The Giveawayl of the Day (GOTD) for May 28, 2012 was for StepShot. I had not heard of this utility designed to may visual tutorials from screen captures. It is built on the old proverb: a picture is worth a thousand words.
After starting the program, the user can elect to take a single snapshot, or to record a shot each time the mouse is clicked. For a quick test, I decided to document how to use the new in-line detail feature of pre-released Freeplane. 1.2 For my initial experience I chose to turn on recording for each mouse click. This took some getting used to and I ended up capturing more shots than I needed. Unneeded shot are easy to delete, by simply clicking on the delete icon. After eliminating unnecessary shots, I added a few text boxes and arrows.
Here is he first screen showing the captured files:
Notice the added text and arrow in red. The cursor is also highlighted in yellow which is very handy in demos.
The next shot shows the first screen of the export dialog which allows the editing of several settings on the first page of the saved demo.
The second screen allows the choice or several formats:
The full demo can be found here: Freeplane In-line Demo created with StepShot
Verdict: This utility is quite different from other screen capture programs I have used, particularly Jing and SnagIt. The idea of taking a shot very time a mouse button is pressed ensures that little is missed from a demo.

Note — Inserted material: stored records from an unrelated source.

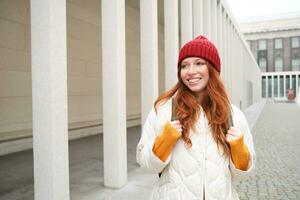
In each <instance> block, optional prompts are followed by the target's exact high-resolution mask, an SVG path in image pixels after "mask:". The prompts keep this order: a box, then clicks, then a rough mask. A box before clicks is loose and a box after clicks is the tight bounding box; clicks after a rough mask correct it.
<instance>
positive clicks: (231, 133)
mask: <svg viewBox="0 0 300 200" xmlns="http://www.w3.org/2000/svg"><path fill="white" fill-rule="evenodd" d="M242 136H243V133H242V131H241V130H239V129H237V128H235V127H230V129H229V130H228V131H227V134H226V140H227V142H232V141H234V140H237V139H239V138H240V137H242Z"/></svg>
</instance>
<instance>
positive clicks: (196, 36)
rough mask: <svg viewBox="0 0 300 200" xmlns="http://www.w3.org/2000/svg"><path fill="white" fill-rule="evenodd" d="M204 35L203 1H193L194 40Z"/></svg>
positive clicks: (201, 0)
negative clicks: (198, 37) (201, 35)
mask: <svg viewBox="0 0 300 200" xmlns="http://www.w3.org/2000/svg"><path fill="white" fill-rule="evenodd" d="M202 34H203V0H193V38H195V37H197V36H199V35H202Z"/></svg>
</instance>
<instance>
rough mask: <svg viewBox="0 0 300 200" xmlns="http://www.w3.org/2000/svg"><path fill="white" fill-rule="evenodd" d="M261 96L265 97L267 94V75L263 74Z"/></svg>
mask: <svg viewBox="0 0 300 200" xmlns="http://www.w3.org/2000/svg"><path fill="white" fill-rule="evenodd" d="M261 87H262V88H261V96H262V97H263V98H265V97H266V96H267V95H266V92H267V91H266V77H265V76H263V77H262V83H261Z"/></svg>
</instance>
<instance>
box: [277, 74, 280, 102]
mask: <svg viewBox="0 0 300 200" xmlns="http://www.w3.org/2000/svg"><path fill="white" fill-rule="evenodd" d="M279 81H280V75H279V74H278V75H277V97H280V87H279V86H280V84H279Z"/></svg>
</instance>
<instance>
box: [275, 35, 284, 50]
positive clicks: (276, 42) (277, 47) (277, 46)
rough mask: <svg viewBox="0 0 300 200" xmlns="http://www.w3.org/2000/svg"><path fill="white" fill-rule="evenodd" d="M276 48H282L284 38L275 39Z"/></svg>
mask: <svg viewBox="0 0 300 200" xmlns="http://www.w3.org/2000/svg"><path fill="white" fill-rule="evenodd" d="M275 49H282V39H281V38H277V39H275Z"/></svg>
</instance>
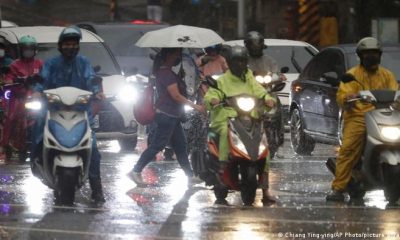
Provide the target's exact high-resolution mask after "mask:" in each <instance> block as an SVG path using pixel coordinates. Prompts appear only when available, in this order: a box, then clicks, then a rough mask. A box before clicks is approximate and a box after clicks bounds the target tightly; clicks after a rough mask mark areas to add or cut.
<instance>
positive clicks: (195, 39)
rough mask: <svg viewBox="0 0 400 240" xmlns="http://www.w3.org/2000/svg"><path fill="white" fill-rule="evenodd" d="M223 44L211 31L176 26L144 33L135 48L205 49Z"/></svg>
mask: <svg viewBox="0 0 400 240" xmlns="http://www.w3.org/2000/svg"><path fill="white" fill-rule="evenodd" d="M223 42H224V39H222V38H221V37H220V36H219V35H218V34H217V33H216V32H214V31H213V30H211V29H208V28H200V27H193V26H187V25H176V26H171V27H167V28H162V29H159V30H155V31H150V32H147V33H145V34H144V35H143V36H142V37H141V38H140V39H139V40H138V41H137V42H136V46H138V47H155V48H168V47H170V48H172V47H177V48H205V47H208V46H212V45H215V44H219V43H223Z"/></svg>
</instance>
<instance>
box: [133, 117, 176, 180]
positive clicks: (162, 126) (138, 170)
mask: <svg viewBox="0 0 400 240" xmlns="http://www.w3.org/2000/svg"><path fill="white" fill-rule="evenodd" d="M173 119H174V118H171V117H169V116H167V115H165V114H161V113H158V114H157V115H156V118H155V121H156V122H157V126H156V130H155V133H154V141H152V142H151V144H150V145H149V146H148V148H147V149H146V150H145V151H144V152H143V153H142V155H141V156H140V158H139V160H138V162H137V163H136V165H135V167H134V168H133V172H136V173H140V172H142V170H143V168H144V167H145V166H146V165H147V164H148V163H149V162H150V161H151V160H152V159H153V158H154V157H155V156H156V154H157V153H158V152H160V151H161V150H163V149H164V148H165V146H166V145H167V144H168V142H169V140H170V138H171V136H172V133H173V131H174V121H173Z"/></svg>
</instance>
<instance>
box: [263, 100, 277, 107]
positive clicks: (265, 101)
mask: <svg viewBox="0 0 400 240" xmlns="http://www.w3.org/2000/svg"><path fill="white" fill-rule="evenodd" d="M265 105H267V107H270V108H273V107H275V101H274V100H272V99H268V100H265Z"/></svg>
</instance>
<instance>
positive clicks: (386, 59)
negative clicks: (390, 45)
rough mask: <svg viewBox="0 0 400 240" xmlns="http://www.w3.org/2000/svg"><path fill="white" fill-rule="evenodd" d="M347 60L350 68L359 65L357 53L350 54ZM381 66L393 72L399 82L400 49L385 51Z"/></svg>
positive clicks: (399, 68)
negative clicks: (386, 68)
mask: <svg viewBox="0 0 400 240" xmlns="http://www.w3.org/2000/svg"><path fill="white" fill-rule="evenodd" d="M347 59H348V62H349V66H355V65H357V64H359V60H358V56H357V54H356V53H355V52H352V53H348V54H347ZM381 65H382V66H384V67H385V68H387V69H389V70H390V71H392V72H393V74H394V75H395V77H396V78H397V80H399V79H400V48H393V49H391V48H390V49H384V50H383V53H382V58H381Z"/></svg>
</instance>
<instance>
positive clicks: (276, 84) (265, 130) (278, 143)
mask: <svg viewBox="0 0 400 240" xmlns="http://www.w3.org/2000/svg"><path fill="white" fill-rule="evenodd" d="M288 71H289V68H288V67H283V68H282V69H281V72H280V73H272V72H267V73H266V74H262V73H257V72H255V79H256V81H257V82H259V83H260V84H261V85H262V86H263V87H264V88H265V89H266V90H267V91H268V92H269V93H270V94H271V95H272V96H273V97H274V98H275V99H276V105H277V107H276V108H274V109H272V110H270V111H269V112H267V114H266V117H265V121H264V130H265V134H266V135H267V139H268V144H269V150H270V157H271V159H272V158H274V156H275V154H276V152H277V151H278V148H279V147H280V146H282V144H283V143H284V141H285V139H284V135H285V124H284V120H283V109H282V104H281V102H280V100H279V97H278V95H277V92H279V91H281V90H282V89H283V88H284V87H285V85H286V83H285V82H284V81H282V79H281V77H280V75H281V74H283V73H287V72H288Z"/></svg>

On the other hand, only rudimentary editing of screen shots is available within StepShot itself. It does seemlessly open a graphic editor (default is MSPaint) if further editing is needed.
During my first attempt I chose to includedthe entire screen. Unfortunately this included included the “Stop Recording” button. This is unfortunate, but can be overcome by just taking snap shots of the active window. As long as the “Stop Recording” button is outside the active window, all is good.
As can be seen from the above screen shot, several formats are available when exporting the demo. All in all, a good start for creating visual demonstrations.